En moins de deux mois, le Président Félix Tshisekedi a infligé trois camouflets à son allié et non moins prédécesseur à la tête de l’État, Joseph Kabila, autorité morale du Front commun pour le Congo (FCC).

Venu au pouvoir dans des conditions floues, à la suite d’un deal entre Joseph Kabila et lui, si on en croit Martin Fayulu, son principal challenger qui continue d’ailleurs de revendiquer sa victoire au scrutin de décembre 2018, Félix Tshisekedi a longtemps été accusé d’être une marionnette entre les mains de son prédécesseur. Le fils d’Etienne Tshisekedi avait souvent été accusé d’être un Président sans réel pouvoir, surtout que l’Assemblée nationale était dominée par le FCC qui en contrôlait le perchoir ; le gouvernement était également dirigé par un cadre du FCC. A plusieurs reprises, Félix Tshisekedi a dénoncé l’attitude de certains ministres qui, bien que faisant partie du gouvernement, n’hésitaient pas à poser des actes de sabotage contre l’exécutif. Le temps s’écoulant, le Président congolais finit par porter trois coups de boutoir à la coalition FCC-CACH et en sonna le glas

Premier acte

Le manque d’harmonie avait amené le Président Tshisekedi à convoquer, du 27 au 28 décembre 2019, à Zongo, un séminaire gouvernemental pour aplanir les difficultés et renforcer la cohésion au sein de l’équipe gouvernementale. À l’ouverture des travaux, Félix Tshisekedi avait déclaré : « C’est ici l’occasion de vider certains malentendus ou interférence que nous avons enregistrés au cours des trois derniers mois. Nos populations vivent, depuis plusieurs décennies, dans des conditions infra-humaines et ne peuvent plus attendre. Chaque jour doit être mis à profit au service de notre peuple. Nous devons faire l’économie des conflits et des divergences sur les contradictions éventuelles qui peuvent intervenir dans le cadre de notre action ».

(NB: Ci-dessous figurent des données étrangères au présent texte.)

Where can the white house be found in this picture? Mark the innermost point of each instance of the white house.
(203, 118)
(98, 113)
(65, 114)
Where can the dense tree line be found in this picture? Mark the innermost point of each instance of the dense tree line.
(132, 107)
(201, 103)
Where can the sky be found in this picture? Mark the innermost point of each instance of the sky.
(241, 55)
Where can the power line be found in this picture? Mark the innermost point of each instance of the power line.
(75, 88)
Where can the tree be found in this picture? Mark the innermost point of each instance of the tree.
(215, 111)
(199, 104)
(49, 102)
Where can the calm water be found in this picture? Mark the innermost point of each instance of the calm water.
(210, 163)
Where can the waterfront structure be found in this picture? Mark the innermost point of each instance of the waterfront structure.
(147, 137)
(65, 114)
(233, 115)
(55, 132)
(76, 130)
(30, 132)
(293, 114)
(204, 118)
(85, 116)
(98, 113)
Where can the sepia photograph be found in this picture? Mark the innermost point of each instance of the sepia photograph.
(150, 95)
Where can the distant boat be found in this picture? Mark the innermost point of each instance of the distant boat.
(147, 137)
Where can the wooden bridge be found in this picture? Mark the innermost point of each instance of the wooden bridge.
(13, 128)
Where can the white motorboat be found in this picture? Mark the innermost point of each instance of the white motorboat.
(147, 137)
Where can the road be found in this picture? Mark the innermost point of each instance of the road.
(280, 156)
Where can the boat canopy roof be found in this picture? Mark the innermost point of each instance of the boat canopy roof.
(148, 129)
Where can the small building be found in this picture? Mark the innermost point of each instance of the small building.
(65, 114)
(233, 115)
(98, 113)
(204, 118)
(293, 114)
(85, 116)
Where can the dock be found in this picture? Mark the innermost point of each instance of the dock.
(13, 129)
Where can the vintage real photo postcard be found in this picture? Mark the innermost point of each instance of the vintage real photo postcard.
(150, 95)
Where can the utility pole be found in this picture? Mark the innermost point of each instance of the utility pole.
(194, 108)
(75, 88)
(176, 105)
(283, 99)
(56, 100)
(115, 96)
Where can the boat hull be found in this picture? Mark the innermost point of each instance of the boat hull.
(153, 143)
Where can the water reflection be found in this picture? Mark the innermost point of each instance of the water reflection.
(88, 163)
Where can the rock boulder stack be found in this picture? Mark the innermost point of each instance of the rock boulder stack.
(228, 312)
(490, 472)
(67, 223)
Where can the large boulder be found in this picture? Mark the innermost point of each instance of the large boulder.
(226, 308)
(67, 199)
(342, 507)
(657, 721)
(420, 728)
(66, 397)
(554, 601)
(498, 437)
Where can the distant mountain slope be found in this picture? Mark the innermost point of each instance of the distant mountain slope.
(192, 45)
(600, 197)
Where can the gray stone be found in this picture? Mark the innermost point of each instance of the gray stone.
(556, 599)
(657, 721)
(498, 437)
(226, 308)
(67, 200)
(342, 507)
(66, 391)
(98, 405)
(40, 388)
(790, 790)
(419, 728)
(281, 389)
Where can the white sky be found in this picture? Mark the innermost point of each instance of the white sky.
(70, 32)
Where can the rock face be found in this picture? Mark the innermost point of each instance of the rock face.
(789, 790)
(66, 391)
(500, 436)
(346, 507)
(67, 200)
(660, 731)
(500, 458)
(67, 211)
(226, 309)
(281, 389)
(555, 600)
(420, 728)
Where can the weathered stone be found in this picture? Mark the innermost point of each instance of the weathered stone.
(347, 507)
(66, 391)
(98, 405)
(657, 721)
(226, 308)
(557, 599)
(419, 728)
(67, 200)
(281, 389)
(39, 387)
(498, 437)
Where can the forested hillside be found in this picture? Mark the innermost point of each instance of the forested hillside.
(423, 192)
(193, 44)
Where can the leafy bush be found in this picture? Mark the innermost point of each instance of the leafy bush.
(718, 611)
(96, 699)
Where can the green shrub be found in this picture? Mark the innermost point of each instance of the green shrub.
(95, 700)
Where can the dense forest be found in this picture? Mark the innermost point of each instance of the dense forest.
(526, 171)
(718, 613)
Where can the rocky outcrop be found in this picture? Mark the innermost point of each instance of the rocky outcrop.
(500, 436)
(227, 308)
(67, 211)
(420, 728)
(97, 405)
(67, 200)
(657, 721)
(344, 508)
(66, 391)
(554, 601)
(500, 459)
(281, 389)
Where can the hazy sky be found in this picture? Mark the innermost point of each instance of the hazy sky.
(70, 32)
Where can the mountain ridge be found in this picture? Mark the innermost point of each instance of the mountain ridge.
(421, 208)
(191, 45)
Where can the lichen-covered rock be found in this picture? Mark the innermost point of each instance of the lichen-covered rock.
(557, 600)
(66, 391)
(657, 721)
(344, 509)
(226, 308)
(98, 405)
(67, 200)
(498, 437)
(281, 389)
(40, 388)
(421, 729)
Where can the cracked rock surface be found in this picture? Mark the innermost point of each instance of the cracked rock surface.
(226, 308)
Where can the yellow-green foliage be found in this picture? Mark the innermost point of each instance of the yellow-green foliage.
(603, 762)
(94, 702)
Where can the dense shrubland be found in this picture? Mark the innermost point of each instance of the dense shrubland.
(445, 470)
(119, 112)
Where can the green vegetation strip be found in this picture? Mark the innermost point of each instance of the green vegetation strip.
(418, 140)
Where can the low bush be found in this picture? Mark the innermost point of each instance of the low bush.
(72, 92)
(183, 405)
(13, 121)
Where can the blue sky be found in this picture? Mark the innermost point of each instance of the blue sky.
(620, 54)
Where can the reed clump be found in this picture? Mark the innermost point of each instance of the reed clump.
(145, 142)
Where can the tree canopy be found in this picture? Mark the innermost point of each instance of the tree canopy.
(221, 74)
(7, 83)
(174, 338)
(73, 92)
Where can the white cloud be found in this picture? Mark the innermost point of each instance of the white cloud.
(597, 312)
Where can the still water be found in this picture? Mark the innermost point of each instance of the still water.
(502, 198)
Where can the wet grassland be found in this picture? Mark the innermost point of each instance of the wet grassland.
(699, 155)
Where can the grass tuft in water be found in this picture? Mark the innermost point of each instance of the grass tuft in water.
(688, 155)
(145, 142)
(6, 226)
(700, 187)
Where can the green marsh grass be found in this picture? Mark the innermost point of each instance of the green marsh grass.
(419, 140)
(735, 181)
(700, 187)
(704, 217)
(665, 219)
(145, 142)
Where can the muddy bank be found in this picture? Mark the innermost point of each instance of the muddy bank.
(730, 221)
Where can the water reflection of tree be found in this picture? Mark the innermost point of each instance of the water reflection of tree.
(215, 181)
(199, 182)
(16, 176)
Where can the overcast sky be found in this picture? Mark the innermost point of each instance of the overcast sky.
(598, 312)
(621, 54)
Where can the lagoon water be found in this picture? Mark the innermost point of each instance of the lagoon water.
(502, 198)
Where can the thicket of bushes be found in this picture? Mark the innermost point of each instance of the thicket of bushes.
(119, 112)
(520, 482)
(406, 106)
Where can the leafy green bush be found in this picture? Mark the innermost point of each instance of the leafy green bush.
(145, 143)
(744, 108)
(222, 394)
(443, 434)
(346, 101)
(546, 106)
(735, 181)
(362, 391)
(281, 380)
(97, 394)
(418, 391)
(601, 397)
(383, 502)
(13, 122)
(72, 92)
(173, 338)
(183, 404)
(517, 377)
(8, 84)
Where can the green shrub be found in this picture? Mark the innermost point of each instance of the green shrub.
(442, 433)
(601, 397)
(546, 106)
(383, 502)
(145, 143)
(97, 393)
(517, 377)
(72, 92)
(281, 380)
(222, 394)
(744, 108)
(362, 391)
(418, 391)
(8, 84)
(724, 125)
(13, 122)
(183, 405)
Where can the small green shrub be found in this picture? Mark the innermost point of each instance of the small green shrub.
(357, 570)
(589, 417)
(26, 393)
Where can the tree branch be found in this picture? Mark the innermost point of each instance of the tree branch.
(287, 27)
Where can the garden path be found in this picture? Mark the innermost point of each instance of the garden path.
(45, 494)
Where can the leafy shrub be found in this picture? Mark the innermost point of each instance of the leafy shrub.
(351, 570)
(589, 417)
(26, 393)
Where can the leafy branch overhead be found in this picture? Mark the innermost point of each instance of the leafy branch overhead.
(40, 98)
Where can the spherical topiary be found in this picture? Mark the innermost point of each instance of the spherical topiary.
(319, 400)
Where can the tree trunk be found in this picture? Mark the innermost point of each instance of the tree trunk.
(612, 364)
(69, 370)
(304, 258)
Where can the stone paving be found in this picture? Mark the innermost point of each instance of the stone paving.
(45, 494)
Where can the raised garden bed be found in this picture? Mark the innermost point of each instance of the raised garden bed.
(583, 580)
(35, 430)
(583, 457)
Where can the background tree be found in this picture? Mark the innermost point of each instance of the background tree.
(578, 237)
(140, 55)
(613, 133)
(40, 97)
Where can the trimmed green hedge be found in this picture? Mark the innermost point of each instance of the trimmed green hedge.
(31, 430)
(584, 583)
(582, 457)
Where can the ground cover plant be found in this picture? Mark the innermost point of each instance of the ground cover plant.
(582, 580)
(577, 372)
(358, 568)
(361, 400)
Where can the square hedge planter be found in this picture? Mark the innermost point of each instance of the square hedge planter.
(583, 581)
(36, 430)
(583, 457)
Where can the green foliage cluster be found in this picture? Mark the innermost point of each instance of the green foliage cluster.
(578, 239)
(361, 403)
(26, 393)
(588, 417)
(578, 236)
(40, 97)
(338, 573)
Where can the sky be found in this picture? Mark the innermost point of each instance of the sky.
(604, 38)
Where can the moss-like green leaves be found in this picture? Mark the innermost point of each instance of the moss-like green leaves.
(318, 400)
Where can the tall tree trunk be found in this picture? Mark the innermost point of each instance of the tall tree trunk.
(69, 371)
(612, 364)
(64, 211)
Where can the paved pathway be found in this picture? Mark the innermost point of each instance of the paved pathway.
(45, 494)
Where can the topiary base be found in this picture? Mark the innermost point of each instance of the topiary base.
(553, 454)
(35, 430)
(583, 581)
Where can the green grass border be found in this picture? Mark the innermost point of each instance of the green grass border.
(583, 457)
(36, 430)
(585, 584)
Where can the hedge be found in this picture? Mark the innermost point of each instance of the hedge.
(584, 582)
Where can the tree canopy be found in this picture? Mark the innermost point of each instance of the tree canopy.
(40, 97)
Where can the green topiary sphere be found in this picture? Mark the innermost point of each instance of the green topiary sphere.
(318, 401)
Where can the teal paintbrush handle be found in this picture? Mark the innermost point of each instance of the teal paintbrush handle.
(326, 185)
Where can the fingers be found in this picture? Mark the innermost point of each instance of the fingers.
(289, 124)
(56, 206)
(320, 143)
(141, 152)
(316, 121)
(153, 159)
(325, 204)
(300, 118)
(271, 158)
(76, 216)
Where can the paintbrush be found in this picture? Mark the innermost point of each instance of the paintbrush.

Des mois après, c’était le statu quo. La cohabitation entre le CACH et le FCC n’a été qu’une succession de crises. Une des conséquences de ces tensions a été la destitution du premier vice-président de l’Assemblée nationale, par ailleurs président par intérim de l’UDPS, Jean-Marc Kabund, le 25 mai 2020. A cette occasion, des ténors de l’UDPS avaient promis de prendre leur revanche sur le FCC. La destitution de Jean-Marc Kabund « ne restera pas sans conséquence politique sur la coalition FCC-CACH », avait déclaré le député UDPS, Tony Mwaba dont les propos se situaient dans la même veine que ceux du secrétaire général du parti, Augustin Kabuya.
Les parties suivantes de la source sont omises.